Chemists working today face responsibility not just to scientific progress, but to planetary health. That fact colors procurement for every new project. Where possible, process-oriented teams review manufacturing routes, checking for greener solvents, safer intermediates, and lower-waste outcomes. Improved synthetic routes for pyrimidines, including 4-(3-Bromophenyl)-2,6-Diphenylpyrimidine, now attract interest as companies align with global sustainability goals.
During several projects, I've witnessed how green chemistry initiatives now link directly to compound selection. Early engagement with suppliers over their environmental practices gives research teams a clearer picture. Some have shifted toward partners who can provide carbon footprint assessments alongside chemical analysis, and that changes procurement practices for the better.
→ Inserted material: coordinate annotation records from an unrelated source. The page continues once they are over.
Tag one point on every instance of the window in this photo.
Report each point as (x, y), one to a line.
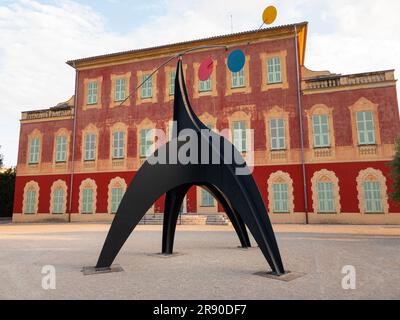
(274, 70)
(281, 198)
(207, 200)
(205, 86)
(172, 76)
(92, 92)
(238, 80)
(58, 201)
(277, 129)
(87, 201)
(326, 203)
(365, 128)
(34, 151)
(90, 147)
(147, 88)
(146, 142)
(30, 204)
(61, 149)
(321, 131)
(239, 136)
(116, 197)
(372, 197)
(120, 90)
(118, 145)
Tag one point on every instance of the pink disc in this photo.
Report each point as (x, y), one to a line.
(206, 69)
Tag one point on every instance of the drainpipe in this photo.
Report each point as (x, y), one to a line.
(73, 144)
(300, 111)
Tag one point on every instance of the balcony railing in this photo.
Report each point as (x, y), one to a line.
(337, 81)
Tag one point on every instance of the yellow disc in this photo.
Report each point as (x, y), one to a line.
(270, 14)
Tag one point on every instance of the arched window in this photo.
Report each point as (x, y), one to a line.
(31, 198)
(280, 193)
(87, 197)
(116, 190)
(325, 192)
(58, 201)
(372, 192)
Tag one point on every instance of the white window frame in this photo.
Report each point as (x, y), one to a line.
(93, 91)
(238, 79)
(120, 90)
(34, 149)
(240, 135)
(365, 128)
(90, 147)
(277, 134)
(61, 148)
(274, 70)
(373, 197)
(281, 197)
(87, 201)
(119, 145)
(326, 197)
(58, 201)
(146, 142)
(147, 87)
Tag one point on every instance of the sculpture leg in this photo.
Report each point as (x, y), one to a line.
(235, 219)
(173, 204)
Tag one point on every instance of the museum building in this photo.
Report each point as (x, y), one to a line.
(322, 141)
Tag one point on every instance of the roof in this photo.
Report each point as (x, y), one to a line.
(181, 46)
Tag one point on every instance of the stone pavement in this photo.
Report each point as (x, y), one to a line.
(210, 265)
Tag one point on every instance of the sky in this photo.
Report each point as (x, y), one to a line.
(38, 37)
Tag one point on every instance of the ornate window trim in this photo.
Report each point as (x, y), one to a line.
(316, 110)
(86, 184)
(118, 127)
(276, 113)
(264, 57)
(31, 186)
(325, 176)
(117, 182)
(145, 124)
(371, 174)
(363, 104)
(247, 85)
(153, 99)
(280, 177)
(90, 129)
(213, 92)
(35, 134)
(127, 77)
(98, 105)
(59, 184)
(62, 132)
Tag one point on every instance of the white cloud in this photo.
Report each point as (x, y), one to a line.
(36, 39)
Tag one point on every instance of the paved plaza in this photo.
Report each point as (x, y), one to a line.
(210, 264)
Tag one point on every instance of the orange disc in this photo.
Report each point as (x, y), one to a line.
(269, 15)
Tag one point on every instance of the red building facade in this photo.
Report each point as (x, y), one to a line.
(322, 141)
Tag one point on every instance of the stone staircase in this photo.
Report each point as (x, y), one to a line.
(188, 219)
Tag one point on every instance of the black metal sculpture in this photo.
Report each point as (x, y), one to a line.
(238, 194)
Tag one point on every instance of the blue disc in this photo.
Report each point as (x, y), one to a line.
(236, 60)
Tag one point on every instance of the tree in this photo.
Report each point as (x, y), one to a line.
(395, 165)
(7, 187)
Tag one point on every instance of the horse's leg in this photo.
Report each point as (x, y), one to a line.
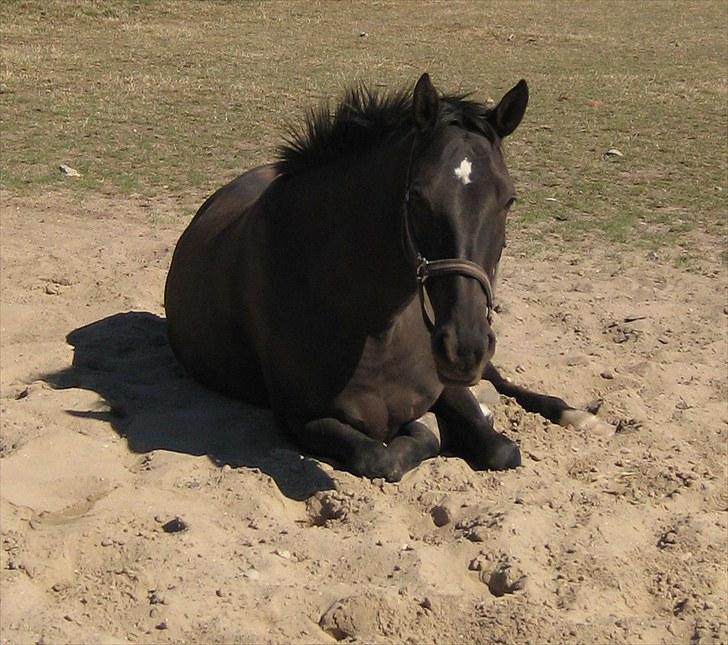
(365, 456)
(552, 408)
(467, 432)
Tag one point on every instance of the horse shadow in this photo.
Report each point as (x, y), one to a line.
(152, 403)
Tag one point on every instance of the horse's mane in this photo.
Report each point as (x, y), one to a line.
(364, 117)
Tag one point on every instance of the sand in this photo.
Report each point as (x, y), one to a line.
(136, 506)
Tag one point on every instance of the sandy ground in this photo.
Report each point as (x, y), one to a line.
(614, 538)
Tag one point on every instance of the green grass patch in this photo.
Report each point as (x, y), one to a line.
(176, 98)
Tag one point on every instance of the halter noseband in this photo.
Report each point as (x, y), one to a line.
(427, 269)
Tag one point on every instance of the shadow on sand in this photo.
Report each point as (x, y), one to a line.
(155, 405)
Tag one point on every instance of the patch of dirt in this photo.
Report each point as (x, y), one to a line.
(105, 441)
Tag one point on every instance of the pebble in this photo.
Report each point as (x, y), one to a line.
(175, 525)
(504, 579)
(441, 515)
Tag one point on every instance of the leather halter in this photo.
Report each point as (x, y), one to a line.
(428, 269)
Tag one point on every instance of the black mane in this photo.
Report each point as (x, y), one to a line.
(364, 117)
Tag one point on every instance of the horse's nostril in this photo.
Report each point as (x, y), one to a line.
(445, 345)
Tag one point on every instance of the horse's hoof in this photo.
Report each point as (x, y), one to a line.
(500, 453)
(586, 422)
(376, 463)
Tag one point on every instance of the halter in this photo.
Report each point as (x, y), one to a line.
(427, 269)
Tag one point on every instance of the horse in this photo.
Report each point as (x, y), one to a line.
(348, 286)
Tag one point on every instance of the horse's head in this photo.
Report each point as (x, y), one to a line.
(456, 204)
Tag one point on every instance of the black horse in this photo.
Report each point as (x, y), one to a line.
(349, 285)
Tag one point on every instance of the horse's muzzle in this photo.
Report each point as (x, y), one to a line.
(461, 358)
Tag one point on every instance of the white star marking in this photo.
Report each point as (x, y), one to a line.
(462, 172)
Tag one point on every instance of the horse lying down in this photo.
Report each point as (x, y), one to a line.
(349, 286)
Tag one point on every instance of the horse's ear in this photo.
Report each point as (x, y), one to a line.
(425, 104)
(506, 116)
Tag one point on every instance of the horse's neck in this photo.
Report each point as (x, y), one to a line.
(360, 266)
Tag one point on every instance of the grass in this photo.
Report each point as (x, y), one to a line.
(163, 98)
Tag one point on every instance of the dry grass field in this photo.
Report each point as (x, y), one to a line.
(613, 287)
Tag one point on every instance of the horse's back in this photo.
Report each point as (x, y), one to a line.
(202, 327)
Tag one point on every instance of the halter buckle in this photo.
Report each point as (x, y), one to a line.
(422, 271)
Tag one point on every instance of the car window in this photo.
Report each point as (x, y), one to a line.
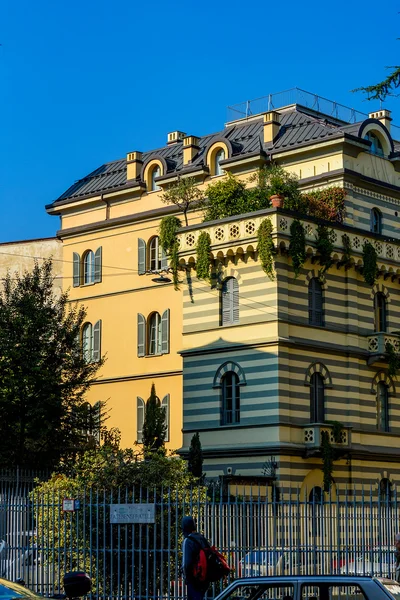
(331, 592)
(262, 592)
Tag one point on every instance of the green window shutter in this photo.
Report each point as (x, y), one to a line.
(76, 269)
(165, 406)
(97, 341)
(141, 335)
(97, 265)
(141, 256)
(165, 332)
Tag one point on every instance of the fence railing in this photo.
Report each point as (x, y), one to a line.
(129, 540)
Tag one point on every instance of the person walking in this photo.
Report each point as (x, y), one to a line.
(192, 542)
(397, 557)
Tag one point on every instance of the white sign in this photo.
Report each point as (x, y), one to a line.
(132, 513)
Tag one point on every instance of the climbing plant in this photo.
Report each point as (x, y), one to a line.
(203, 261)
(297, 246)
(370, 268)
(169, 242)
(266, 247)
(324, 244)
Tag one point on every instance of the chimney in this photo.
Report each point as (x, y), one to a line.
(190, 148)
(134, 165)
(271, 126)
(175, 136)
(383, 116)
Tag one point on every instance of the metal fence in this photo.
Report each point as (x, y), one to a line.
(129, 540)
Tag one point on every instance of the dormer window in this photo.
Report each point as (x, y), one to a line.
(376, 144)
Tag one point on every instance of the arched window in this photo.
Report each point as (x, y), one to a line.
(315, 302)
(382, 407)
(230, 301)
(219, 155)
(139, 419)
(380, 312)
(376, 144)
(88, 267)
(230, 409)
(87, 342)
(375, 221)
(317, 398)
(156, 172)
(155, 339)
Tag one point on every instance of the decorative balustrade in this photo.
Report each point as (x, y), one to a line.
(313, 435)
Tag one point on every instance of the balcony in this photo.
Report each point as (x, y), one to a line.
(377, 345)
(312, 436)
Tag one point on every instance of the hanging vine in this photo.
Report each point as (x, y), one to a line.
(266, 248)
(169, 243)
(297, 246)
(370, 268)
(203, 261)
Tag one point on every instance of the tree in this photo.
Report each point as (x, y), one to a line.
(154, 425)
(184, 194)
(195, 457)
(43, 373)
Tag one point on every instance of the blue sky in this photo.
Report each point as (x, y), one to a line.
(85, 82)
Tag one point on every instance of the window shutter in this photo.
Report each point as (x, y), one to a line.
(76, 269)
(141, 256)
(165, 405)
(164, 260)
(97, 265)
(97, 341)
(141, 335)
(165, 332)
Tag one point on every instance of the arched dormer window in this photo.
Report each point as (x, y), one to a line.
(218, 157)
(375, 221)
(376, 144)
(380, 312)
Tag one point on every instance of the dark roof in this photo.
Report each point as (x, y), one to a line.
(299, 126)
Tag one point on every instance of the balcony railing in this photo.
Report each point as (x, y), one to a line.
(313, 436)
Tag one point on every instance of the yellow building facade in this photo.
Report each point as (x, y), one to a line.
(291, 354)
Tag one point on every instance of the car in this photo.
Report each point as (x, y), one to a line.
(316, 587)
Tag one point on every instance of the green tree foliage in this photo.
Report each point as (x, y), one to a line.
(43, 374)
(226, 198)
(184, 194)
(195, 457)
(154, 426)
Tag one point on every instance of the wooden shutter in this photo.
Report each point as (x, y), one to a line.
(165, 332)
(97, 341)
(141, 335)
(97, 265)
(76, 269)
(165, 406)
(141, 256)
(139, 419)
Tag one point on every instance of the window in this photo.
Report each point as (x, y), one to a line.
(315, 302)
(156, 172)
(230, 399)
(153, 334)
(165, 406)
(91, 342)
(317, 399)
(230, 302)
(375, 221)
(88, 269)
(376, 144)
(380, 320)
(382, 407)
(154, 260)
(139, 419)
(219, 155)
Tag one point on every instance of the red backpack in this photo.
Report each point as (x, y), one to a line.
(211, 565)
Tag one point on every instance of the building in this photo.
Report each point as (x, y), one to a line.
(264, 364)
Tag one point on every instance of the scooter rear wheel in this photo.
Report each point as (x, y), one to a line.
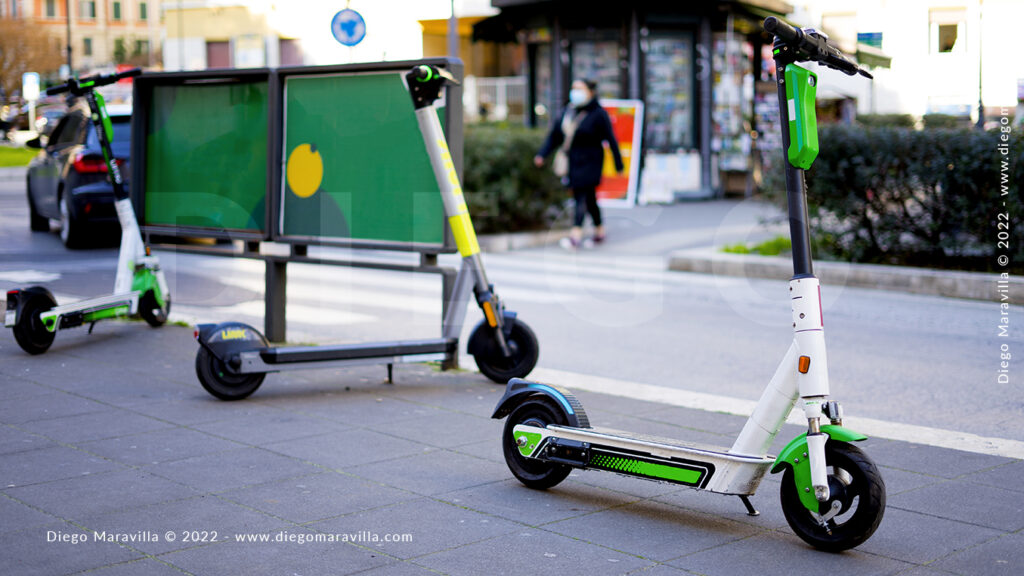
(30, 331)
(535, 474)
(525, 351)
(222, 383)
(854, 482)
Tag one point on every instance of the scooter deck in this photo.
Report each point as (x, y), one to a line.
(297, 358)
(286, 355)
(651, 457)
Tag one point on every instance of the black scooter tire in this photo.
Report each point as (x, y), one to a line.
(30, 332)
(525, 352)
(859, 487)
(217, 380)
(539, 475)
(151, 312)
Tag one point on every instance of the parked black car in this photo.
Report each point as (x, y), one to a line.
(68, 179)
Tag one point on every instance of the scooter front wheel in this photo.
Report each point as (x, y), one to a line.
(151, 311)
(30, 331)
(525, 351)
(535, 474)
(855, 484)
(219, 381)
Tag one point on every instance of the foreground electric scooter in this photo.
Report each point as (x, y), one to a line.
(139, 288)
(233, 358)
(833, 495)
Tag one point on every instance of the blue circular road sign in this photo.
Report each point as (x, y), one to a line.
(348, 27)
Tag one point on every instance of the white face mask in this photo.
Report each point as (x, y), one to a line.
(578, 97)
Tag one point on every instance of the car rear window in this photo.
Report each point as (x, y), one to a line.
(122, 136)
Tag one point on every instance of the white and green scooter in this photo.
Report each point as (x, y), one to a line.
(833, 494)
(139, 289)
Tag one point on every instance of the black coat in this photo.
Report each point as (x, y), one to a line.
(586, 152)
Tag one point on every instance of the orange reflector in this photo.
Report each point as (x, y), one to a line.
(489, 313)
(805, 364)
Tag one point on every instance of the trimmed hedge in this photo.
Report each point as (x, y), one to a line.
(928, 198)
(504, 190)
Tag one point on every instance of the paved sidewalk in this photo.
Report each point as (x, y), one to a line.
(111, 437)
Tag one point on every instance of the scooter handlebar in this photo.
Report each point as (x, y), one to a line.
(813, 46)
(82, 85)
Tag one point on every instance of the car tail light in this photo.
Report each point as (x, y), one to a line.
(92, 163)
(89, 164)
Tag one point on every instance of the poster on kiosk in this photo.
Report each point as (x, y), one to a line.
(620, 191)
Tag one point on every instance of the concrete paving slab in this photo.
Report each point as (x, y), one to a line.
(652, 530)
(30, 553)
(161, 446)
(434, 472)
(760, 554)
(433, 526)
(932, 539)
(46, 407)
(511, 500)
(92, 426)
(47, 464)
(235, 468)
(161, 529)
(999, 557)
(268, 559)
(534, 551)
(15, 517)
(13, 440)
(317, 497)
(97, 494)
(349, 448)
(263, 428)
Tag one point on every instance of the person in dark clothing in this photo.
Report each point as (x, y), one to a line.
(580, 133)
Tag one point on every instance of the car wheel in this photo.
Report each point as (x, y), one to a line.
(72, 230)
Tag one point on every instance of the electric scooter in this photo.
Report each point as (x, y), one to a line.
(139, 288)
(235, 358)
(833, 495)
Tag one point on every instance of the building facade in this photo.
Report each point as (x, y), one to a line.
(103, 33)
(702, 70)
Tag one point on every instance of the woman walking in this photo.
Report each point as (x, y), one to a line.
(578, 140)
Modern research doesn’t exist in a vacuum. Stringent data integrity, regulatory mandates, and good manufacturing practice standards all shape compound choice. With 4-(3-Bromophenyl)-2,6-Diphenylpyrimidine, teams want accurate records on synthesis, stability, and shipment. This goes beyond legal requirements—it shapes how soon a project moves from laboratory to clinic, or from pilot to production.
Documented compliance with purity, impurity control, and supply traceability tells researchers that their results are as valid on day 100 as they were on day one. I’ve seen how transparent batch histories, including updates when procedures change, can prevent headaches during audits or troubleshooting. In highly regulated environments, overlooked details lead not only to delays but also to loss of credibility.
Contract research and custom synthesis continue to fill gaps in commercial compound supply. Small and mid-sized companies, as well as academic labs, frequently rely on outside partners to access specialty intermediates. 4-(3-Bromophenyl)-2,6-Diphenylpyrimidine fits right into this niche, acting as a customizable building block for client-driven projects: new drugs, advanced materials, or specialty reagents.
Having spent time negotiating custom synthesis agreements, I know that project success leans heavily on up-front clarity about expected outcomes. Open lines of communication on target impurities, shipment methods, and documentation save both sides frustration. The best partners deliver compounds with fully validated reports and detailed spectra—creating an environment of shared risk and trust.
While the chemical universe always opens onto new discoveries, practical progress often depends on tried and tested building blocks. 4-(3-Bromophenyl)-2,6-Diphenylpyrimidine brings together structure, stability, and reactivity in ways that directly meet the demands of contemporary research. It enables new science and speeds up projects, especially when coupled with a supplier who understands the realities of modern chemistry—clarity, responsibility, accountability.
The promise of a better, safer, more sustainable chemistry ecosystem depends on choices made about each molecule, each process, and each partnership. In my experience, a solid foundation like this one doesn’t just push research forward—it invites new questions and possibilities for the next breakthrough.